Is Your Employee the Perfect Plaintiff in a Termination Case?

Leah Stiegler

Anne Bibeau
June 23, 2025

Leah M. Stiegler and Anne Bibeau are principals in the Labor & Employment practice at Woods Rogers in Virginia. They advise company leaders and their human resources departments on compliance with employment laws. Woods Rogers hosts the biweekly video series “What’s the Tea in L&E,” available on YouTube.
Should we be most concerned about a strong performer in a termination case? “All my clients are excellent performers,” as one of our adversaries—wait we mean dear colleagues— put it. “Performance is subjective.”
It’s not a flawed argument. In fact, his position was that an employee’s performance is irrelevant to whether he takes their case because he can almost always make arguments that will enable a jury to decide that the employee was a reasonable fact finder.

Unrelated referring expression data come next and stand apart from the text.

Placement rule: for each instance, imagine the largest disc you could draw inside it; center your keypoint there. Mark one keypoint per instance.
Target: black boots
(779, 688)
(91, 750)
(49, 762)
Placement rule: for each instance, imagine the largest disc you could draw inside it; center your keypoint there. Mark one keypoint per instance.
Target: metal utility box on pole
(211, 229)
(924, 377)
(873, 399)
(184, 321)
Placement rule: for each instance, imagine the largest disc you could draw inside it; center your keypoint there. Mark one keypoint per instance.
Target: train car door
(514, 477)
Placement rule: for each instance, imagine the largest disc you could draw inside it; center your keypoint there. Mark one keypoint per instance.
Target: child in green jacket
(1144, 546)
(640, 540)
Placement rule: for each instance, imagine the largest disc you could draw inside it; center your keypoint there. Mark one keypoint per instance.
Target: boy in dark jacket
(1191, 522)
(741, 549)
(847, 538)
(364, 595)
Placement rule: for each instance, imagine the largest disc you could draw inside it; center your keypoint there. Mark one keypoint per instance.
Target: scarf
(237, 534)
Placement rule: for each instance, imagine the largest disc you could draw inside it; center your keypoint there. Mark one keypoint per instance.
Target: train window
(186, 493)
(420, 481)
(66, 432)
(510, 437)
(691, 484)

For instance, if the employee had a long tenure, someone obviously thought they were worthy of staying there. If the employee had mediocre performance reviews, maybe a manager was exceedingly tough on them because of their protected class. If the employee failed to meet deadlines or was frequently tardy, perhaps it was because of a hostile environment.
Now, don’t get us wrong. When advising a client of litigation risks at termination, we absolutely consider an employee’s performance and any supporting documentation. We want to know our odds of coming out on the other side of these (sometimes tenuous) arguments by plaintiff’s lawyers. And it’s no secret that if you’re terminating an employee for poor performance, but their annual reviews and all other correspondence from managers show nothing but accolades, you have a steep and expensive journey ahead of you.

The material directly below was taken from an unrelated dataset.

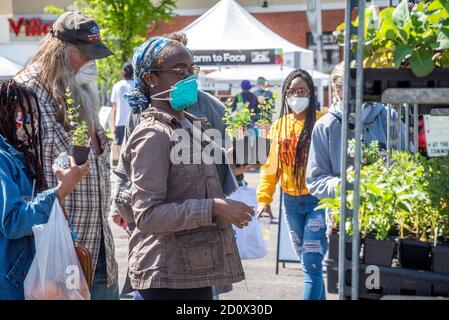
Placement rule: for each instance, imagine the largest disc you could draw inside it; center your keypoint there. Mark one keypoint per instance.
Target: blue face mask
(182, 95)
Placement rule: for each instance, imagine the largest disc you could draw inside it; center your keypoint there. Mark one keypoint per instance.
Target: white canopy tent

What makes an employee the perfect plaintiff?
It’s important to look out for strong evidence of protected activity. If an employee engages in protected activity, such as reporting harassment, complaining about wages, or requesting accommodations, and then they face an adverse action shortly after, they are a plaintiff’s lawyer’s dream.

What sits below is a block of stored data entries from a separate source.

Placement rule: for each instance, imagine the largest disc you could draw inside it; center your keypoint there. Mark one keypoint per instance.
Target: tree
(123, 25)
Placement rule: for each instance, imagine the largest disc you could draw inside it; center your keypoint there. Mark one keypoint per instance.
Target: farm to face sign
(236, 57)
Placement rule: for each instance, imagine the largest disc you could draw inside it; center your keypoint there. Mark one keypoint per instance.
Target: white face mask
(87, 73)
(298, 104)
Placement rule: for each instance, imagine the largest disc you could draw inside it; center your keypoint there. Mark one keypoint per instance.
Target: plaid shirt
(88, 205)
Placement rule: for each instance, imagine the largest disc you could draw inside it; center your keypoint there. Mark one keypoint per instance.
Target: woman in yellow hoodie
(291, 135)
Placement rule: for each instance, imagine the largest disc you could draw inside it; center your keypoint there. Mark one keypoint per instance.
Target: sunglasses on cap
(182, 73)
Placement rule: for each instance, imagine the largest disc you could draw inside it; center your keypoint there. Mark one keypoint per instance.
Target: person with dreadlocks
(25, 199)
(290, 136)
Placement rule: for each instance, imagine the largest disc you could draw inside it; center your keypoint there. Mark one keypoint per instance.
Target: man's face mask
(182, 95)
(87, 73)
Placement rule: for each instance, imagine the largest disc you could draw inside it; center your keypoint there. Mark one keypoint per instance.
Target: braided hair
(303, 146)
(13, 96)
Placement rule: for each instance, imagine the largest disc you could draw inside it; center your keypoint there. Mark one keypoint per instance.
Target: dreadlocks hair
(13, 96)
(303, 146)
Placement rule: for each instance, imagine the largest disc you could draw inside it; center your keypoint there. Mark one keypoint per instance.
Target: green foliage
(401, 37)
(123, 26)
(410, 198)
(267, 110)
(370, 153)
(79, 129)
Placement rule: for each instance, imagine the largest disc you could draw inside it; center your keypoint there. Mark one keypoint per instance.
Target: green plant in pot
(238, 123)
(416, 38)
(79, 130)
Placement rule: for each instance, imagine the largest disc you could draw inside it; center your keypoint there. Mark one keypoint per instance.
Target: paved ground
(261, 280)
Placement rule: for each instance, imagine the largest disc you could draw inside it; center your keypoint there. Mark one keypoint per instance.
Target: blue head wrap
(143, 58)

Most courts apply a presumption that if an employee is fired or disciplined within four months of engaging in a legally protected activity, it raises a factual question for the jury as to whether the employer’s actions were driven by retaliatory intent. If a plaintiff’s lawyer knows the employee’s claims will survive summary judgment and get in front of a jury, that’s significant leverage alone. A reasonable settlement will often be more cost-effective than defense costs through trial.
Protected activity is also a fairly broad term, making it a critical factor to consider when evaluating litigation risks. Nearly every state and federal employment law includes protections from retaliation. Many states now have whistleblower laws that protect an employee from retaliation for raising, in good faith, what they believe is a violation of law in the workplace.
Do “soft skills” matter?
Absolutely. A well-organized, likeable employee will make a good witness, not to mention they’ll probably have some of your employees testifying on their behalf. Even if they haven’t yet won the hearts of those on the witness stand, when other employees see news alerts or learn of the litigation, they will at least question whether the company did something wrong.
No lawyer can predict whether you’ll face a lawsuit, nor can they prevent it from happening. A good lawyer, though, is asking the right questions—getting to know the employee’s situation and personality, and foreshadowing how witnesses or documents could look to a jury to help the client analyze litigation risks. Don’t be too much of a “believer” in your own case. Review the situation objectively, consider business factors such as defense costs, and weigh the benefits of an attractive severance agreement.
By taking a few extra moments to assess whether a departing employee has characteristics that could make them an ideal plaintiff, such as a history of raising complaints, associations in different protected classes, or the potential for significant damages, legal departments and HR teams can spot risks before they escalate.
Careful evaluation at the termination stage not only helps organizations make more informed decisions but also strengthens their ability to defend those decisions if challenged. In today’s environment, where even routine employment actions can lead to costly and disruptive litigation, proactive risk assessment isn’t just prudent, it’s essential.